Review by Craig Seligman
June 20 (Bloomberg) -- Andrew Keen is convinced the Internet is sending us all to hell. In ``The Cult of the Amateur,'' he inveighs frantically against the rabble he thinks is hijacking the Web. His subtitle is ``How Today's Internet Is Killing Our Culture.''
By ``amateur,'' Keen means every unschooled user technology has empowered to blog, post videos and write or edit Wikipedia entries. He thinks this mob is drowning out the authoritative voices of our ``experts and cultural gatekeepers -- our reporters, news anchors, editors, music companies and Hollywood movie studios.''
What is more risible than a boob in high dudgeon? Only a thinker innocent of culture himself could panic over the dwindling power of the music and movie industries, or lament that ``fewer people are watching the commercials on both national and local stations that underwrite television.''
Keen sometimes unleashes his fury on the wrong target, as when he blames the closing of independent bookstores on the Internet, when for years they've been losing business to the chains. (It's the chains that are under siege now.)
He holds YouTube responsible for our ``gotcha'' political culture; Gary Hart could explain to him it goes back further. He sees the attempt to unseat Connecticut Senator Joe Lieberman in 2006 as mindless malice by the ``blogosphere'' (singling out MoveOn.org, which isn't a blog), when the fury at Lieberman was over a serious issue, his support for the war in Iraq.
CD Greed
Keen writes as though the status quo were sacred, especially when it comes to profit.
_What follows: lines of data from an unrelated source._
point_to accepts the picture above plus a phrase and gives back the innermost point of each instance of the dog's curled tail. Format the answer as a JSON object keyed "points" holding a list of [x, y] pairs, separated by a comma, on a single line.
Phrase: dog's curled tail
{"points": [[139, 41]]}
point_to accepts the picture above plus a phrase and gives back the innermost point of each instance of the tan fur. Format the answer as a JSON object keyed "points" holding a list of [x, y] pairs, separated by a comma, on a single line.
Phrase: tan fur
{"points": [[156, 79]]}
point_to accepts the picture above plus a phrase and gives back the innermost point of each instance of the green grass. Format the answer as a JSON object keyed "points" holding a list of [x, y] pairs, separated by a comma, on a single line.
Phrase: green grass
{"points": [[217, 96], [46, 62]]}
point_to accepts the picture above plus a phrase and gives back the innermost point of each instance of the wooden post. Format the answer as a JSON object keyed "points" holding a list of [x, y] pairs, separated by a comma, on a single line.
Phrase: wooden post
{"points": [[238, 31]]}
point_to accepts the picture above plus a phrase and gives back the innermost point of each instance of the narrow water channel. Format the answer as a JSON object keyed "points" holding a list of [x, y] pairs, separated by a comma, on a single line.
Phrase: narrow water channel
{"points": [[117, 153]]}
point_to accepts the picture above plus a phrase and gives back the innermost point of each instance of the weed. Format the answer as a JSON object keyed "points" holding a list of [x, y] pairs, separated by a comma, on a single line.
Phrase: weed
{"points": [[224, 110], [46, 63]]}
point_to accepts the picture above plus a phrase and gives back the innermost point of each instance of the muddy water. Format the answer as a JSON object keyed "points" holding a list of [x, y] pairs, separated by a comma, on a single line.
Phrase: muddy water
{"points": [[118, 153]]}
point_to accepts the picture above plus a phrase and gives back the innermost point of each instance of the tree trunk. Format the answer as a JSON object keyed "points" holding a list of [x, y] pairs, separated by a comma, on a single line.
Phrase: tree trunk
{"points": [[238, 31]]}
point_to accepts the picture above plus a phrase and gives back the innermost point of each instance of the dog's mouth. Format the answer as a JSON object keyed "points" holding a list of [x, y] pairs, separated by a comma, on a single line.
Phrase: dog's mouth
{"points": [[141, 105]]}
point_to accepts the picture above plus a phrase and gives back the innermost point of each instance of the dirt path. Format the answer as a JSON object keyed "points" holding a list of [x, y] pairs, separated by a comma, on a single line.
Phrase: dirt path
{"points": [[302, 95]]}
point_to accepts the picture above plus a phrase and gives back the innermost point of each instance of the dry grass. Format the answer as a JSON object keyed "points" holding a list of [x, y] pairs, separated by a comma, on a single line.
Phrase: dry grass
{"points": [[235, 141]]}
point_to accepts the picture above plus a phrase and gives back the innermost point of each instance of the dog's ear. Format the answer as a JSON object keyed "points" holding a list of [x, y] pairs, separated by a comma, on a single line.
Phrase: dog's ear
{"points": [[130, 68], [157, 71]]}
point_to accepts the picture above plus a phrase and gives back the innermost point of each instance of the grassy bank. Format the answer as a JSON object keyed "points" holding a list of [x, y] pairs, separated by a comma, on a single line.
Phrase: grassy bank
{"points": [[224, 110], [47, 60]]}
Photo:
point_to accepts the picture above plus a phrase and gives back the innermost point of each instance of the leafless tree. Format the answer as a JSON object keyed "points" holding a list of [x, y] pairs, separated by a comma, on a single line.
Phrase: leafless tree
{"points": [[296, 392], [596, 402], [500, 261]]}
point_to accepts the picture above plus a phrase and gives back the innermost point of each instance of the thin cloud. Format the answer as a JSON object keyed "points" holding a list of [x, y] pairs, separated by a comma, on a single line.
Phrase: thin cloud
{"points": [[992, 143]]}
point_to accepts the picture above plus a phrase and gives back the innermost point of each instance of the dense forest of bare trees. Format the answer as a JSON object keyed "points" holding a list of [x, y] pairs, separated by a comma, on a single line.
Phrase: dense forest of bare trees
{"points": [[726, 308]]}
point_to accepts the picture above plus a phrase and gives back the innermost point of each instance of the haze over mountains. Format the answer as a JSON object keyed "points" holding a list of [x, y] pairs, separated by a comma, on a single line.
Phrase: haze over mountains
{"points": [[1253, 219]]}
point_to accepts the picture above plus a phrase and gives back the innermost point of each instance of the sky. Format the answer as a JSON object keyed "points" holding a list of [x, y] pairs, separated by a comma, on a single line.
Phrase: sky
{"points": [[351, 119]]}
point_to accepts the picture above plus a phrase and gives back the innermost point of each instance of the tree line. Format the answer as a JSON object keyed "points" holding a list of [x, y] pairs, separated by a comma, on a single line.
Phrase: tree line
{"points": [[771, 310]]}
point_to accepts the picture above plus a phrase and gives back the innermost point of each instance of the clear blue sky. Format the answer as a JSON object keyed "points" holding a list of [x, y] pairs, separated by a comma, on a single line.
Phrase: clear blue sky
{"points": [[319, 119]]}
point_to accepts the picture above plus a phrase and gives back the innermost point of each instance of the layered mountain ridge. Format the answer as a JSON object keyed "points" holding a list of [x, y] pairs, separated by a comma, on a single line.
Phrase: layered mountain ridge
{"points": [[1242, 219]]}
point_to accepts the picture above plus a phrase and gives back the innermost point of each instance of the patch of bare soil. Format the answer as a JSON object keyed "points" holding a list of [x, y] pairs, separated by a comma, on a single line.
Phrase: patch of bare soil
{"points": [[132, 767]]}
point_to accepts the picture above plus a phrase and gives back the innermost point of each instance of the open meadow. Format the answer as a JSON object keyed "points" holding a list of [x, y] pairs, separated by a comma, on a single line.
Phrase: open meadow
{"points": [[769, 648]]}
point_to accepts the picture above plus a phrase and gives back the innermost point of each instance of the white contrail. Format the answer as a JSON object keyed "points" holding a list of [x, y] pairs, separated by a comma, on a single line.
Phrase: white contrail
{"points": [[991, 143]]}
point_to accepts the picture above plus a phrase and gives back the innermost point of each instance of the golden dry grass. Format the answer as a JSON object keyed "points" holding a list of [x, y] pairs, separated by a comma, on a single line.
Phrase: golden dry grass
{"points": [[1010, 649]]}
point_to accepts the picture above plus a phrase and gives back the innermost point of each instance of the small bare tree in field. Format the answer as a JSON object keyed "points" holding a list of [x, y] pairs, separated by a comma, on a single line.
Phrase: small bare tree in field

In the new Web culture, he demands, ``where is the money for the record industry and the recording stars?'' Similarly, ``With so many songs available for free, or for 99 cents from iTunes and the like, why would anyone pay $15 to $20 for a CD?'' I wonder, too -- though a better question is how the industry talked itself into believing the extortionary prices it used to get away with charging for CDs were set by nature, not greed.
But what really gets Keen foaming at the mouth is Wikipedia. ``It's the blind leading the blind -- infinite monkeys providing infinite information for infinite readers, perpetuating the cycle of misinformation and ignorance.'' After retailing a few stories about the vast site's unreliability (I find it useful myself, though I'm never foolish enough to rely on it as a single source), he concludes that ``democratization, despite its lofty idealization, is undermining truth, souring civic discourse and belittling expertise, experience and talent.''
Trust Kings?
The indignant arguments he brings to bear against the democratization of the Web are, in fact, the same ones that worried monarchists long ago raised against democracy itself. And they were right, to the extent that it's an error-prone system liable to such debacles as the 1933 elections in Germany and the 2004 elections in the U.S.
Except that, of course, undemocratic systems are worse. Authority is never reliable (as it unvaryingly thinks) just because it's authority. When Keen asks, ``In a world with fewer and fewer professional editors or reviewers, how are we to know what and whom to believe?'' he's displaying his ignorance. There's an excellent way to know. It's called education.
To be educated is to learn to read with a healthy skepticism, so that even when so godlike an authority as, say, the New York Times swallows a bellicose government's line that a mad dictator is harboring weapons of mass destruction, the informed reader may arch an eyebrow. Some of the very worst critics around are doing their damage in highly respected newspapers and magazines, and some of the best are on the Web. It takes discrimination -- not word from ``cultural gatekeepers'' -- to tell the difference.
What's `Free'?
Given Keen's belligerent confidence in the superiority of traditional media, it seems worth pointing out that his copy editor missed several grammatical gaffes (``it is us who are faced with the task ...''); his fact checker failed to point out that ``The History of the Decline and Fall of the Roman Empire'' wasn't written by ``Gibbons''; and his editor allowed him to get by with prose that often sounds as though it had been lifted from brochures. (``Nothing is more important in a democracy such as ours than an informed citizenship.'' As opposed to a democracy such as whose?)
The man has a truffle hound's nose for the trite. Twice he tells us (why didn't one of those vaunted editors catch the repetition?) that the unreliable information on sites like Wikipedia ``really isn't free; we all end up paying for it one way or another with the most valuable resource of all -- our time.'' By this standard, though I received his book gratis from the publisher, it wasn't free, either.
``The Cult of the Amateur'' is published by Doubleday (228 pages, $22.95).
(Craig Seligman is the New York book critic for Bloomberg News. The opinions expressed are his own.)